A: Differentiating stable angina from unstable angina and other chest pain causes requires a thorough evaluation. Stable angina is characterized by predictable chest pain or discomfort, typically triggered by exertion and relieved by rest or nitroglycerin. Key differentiating factors include the character, onset, location, duration, and exacerbating/relieving factors of the pain. Unlike stable angina, unstable angina presents with pain that is new-onset, occurs at rest or with minimal exertion, is increasing in frequency or severity, or lasts longer than usual. Moreover, ECG changes, cardiac biomarkers, and coronary angiography can aid in distinguishing between the two. Other causes of chest pain, such as pericarditis, esophageal spasm, and musculoskeletal pain, should be considered and ruled out through careful history taking, physical examination, and appropriate diagnostic testing. Explore how incorporating risk factor assessment and validated clinical decision rules can improve diagnostic accuracy. Consider implementing standardized chest pain protocols to streamline evaluation and management.

Q: What are the best evidence-based strategies for managing stable angina symptoms and improving patient outcomes in primary care?

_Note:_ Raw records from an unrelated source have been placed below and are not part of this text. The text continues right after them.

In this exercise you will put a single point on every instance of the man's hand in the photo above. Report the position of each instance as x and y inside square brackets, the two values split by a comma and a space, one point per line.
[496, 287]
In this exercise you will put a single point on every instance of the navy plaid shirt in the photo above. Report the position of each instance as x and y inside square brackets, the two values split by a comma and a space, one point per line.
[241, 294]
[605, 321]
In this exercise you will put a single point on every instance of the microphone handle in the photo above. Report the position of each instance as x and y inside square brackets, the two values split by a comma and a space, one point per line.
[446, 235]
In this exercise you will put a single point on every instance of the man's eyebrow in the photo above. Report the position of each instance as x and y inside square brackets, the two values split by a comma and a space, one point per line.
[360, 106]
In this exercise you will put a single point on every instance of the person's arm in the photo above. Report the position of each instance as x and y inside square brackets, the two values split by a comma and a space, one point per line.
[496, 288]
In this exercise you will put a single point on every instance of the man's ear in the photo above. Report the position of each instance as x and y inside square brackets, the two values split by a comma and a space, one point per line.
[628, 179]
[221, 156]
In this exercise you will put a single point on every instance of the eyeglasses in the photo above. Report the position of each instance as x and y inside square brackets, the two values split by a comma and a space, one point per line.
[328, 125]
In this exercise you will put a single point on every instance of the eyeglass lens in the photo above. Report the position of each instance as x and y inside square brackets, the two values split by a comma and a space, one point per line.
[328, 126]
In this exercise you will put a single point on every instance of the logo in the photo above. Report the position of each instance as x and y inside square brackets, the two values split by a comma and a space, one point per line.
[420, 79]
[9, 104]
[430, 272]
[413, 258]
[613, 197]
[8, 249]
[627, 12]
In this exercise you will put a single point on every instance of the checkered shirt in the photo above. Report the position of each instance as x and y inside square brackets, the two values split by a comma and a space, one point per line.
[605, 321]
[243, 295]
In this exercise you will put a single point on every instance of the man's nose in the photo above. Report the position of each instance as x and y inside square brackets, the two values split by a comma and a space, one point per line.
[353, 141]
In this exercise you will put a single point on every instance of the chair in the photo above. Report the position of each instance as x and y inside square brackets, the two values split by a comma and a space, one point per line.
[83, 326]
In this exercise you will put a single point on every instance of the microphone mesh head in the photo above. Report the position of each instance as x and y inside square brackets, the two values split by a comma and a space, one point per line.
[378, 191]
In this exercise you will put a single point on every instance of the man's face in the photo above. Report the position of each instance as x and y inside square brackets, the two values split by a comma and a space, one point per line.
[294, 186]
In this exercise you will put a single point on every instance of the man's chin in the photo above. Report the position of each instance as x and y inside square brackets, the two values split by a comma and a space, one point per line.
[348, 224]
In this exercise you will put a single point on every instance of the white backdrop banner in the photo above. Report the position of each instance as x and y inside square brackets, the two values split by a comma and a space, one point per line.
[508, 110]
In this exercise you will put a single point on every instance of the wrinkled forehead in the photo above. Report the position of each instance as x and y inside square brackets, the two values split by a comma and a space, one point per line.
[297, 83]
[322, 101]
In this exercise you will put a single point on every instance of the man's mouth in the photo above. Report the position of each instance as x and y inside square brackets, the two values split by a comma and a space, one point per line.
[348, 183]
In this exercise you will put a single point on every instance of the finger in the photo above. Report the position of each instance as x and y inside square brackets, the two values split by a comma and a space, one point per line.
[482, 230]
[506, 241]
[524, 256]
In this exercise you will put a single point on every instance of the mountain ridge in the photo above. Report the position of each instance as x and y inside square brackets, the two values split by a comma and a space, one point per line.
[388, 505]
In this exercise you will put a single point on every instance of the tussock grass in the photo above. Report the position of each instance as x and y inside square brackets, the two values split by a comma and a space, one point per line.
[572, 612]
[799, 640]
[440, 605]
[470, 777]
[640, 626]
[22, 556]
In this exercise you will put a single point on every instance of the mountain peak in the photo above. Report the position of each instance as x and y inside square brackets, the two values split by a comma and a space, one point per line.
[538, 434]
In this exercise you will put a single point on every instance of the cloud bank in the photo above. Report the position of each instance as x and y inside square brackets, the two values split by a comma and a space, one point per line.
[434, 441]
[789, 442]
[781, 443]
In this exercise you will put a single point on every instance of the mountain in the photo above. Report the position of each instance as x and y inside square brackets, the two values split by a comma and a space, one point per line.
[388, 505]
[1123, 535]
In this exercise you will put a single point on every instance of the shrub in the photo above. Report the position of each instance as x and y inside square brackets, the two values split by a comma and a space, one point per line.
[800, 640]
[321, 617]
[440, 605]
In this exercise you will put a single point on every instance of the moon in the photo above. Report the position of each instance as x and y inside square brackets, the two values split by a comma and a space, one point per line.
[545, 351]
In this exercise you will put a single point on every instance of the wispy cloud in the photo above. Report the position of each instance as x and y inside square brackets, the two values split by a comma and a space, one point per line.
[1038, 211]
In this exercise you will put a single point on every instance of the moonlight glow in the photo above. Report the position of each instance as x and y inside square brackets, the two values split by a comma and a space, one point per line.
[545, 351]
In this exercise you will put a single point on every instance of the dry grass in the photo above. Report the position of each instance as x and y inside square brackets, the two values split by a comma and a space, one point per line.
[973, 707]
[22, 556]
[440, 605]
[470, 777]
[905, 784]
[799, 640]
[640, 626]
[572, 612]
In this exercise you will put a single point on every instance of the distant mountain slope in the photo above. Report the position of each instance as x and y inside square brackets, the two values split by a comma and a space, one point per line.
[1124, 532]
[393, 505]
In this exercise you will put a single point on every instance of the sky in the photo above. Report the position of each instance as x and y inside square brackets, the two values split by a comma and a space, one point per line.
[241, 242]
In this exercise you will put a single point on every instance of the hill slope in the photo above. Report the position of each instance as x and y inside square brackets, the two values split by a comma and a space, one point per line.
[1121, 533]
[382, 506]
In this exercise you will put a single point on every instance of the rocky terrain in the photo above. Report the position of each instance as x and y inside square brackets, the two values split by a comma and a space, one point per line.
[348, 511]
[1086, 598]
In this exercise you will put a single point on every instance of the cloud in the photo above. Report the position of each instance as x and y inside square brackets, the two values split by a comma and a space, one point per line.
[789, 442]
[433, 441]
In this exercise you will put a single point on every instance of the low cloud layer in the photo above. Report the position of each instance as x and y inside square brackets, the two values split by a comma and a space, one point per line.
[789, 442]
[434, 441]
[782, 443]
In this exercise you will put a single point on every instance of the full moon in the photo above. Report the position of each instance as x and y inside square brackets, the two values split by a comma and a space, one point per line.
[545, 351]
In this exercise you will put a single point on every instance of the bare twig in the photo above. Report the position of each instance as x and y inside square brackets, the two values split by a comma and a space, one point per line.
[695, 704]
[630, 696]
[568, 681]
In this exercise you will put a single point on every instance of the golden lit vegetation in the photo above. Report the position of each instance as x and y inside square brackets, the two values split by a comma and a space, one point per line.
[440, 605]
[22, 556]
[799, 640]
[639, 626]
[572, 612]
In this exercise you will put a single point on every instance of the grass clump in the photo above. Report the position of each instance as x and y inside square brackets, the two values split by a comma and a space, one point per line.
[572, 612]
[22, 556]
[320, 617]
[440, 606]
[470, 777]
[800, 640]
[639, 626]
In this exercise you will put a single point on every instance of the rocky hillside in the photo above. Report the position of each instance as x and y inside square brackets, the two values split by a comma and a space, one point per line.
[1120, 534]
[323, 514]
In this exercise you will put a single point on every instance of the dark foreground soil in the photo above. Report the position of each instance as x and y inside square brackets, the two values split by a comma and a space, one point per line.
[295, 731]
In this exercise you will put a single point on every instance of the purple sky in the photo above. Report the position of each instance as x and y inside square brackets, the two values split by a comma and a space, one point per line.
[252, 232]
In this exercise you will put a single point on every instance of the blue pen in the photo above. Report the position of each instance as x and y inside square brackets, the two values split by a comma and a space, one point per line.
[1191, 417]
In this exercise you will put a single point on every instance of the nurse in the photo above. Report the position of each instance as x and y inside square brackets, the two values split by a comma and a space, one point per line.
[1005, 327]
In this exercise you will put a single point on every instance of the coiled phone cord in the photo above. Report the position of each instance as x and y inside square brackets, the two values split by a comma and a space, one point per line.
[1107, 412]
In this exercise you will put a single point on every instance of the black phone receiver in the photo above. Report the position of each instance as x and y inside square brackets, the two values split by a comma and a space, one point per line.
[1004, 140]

A: Managing stable angina in primary care involves a multifaceted approach focused on symptom control and risk factor modification. First-line treatment includes lifestyle changes such as smoking cessation, regular exercise, and a heart-healthy diet, alongside pharmacotherapy with antiplatelet agents, beta-blockers, statins, and nitrates as indicated. Patient education plays a vital role in optimizing medication adherence and empowering patients to manage their condition effectively. Regular follow-up is crucial for monitoring treatment response, adjusting medications as needed, and assessing for disease progression. Consider implementing shared decision-making to tailor treatment plans to individual patient preferences and values. Learn more about the latest guideline recommendations for managing chronic ischemic heart disease with stable angina and optimizing long-term patient outcomes.

Quick Tips

Practical Coding Tips
  • Code I25.110 for Stable Angina
  • Document angina symptoms clearly
  • Query physician for CAD severity
  • Check for history of MI
  • Review EKG findings

Documentation Templates

Patient presents with symptoms consistent with stable angina, a manifestation of coronary artery disease (CAD).  The patient reports exertional chest pain, described as pressure or tightness,  relieved by rest or nitroglycerin.  The pain is predictable and consistent with previous episodes.  Review of systems reveals no associated shortness of breath, nausea, or diaphoresis during anginal episodes.  Cardiac risk factors include hyperlipidemia and a family history of coronary artery disease.  Physical examination reveals a regular heart rate and rhythm, with no murmurs, rubs, or gallops.  Lungs are clear to auscultation.  Electrocardiogram (ECG) shows no ST-segment changes.  The patient's current medications include atorvastatin for cholesterol management.  Assessment points towards chronic stable angina pectoris secondary to coronary artery disease.  Plan includes optimizing medical therapy with the addition of beta-blocker therapy and scheduling the patient for a cardiac stress test to further evaluate myocardial ischemia.  Patient education provided regarding angina management, including medication adherence and lifestyle modifications such as diet and exercise.  Diagnosis codes considered include I20.8 and I25.110.  Follow-up appointment scheduled in two weeks to review stress test results and adjust treatment plan as needed.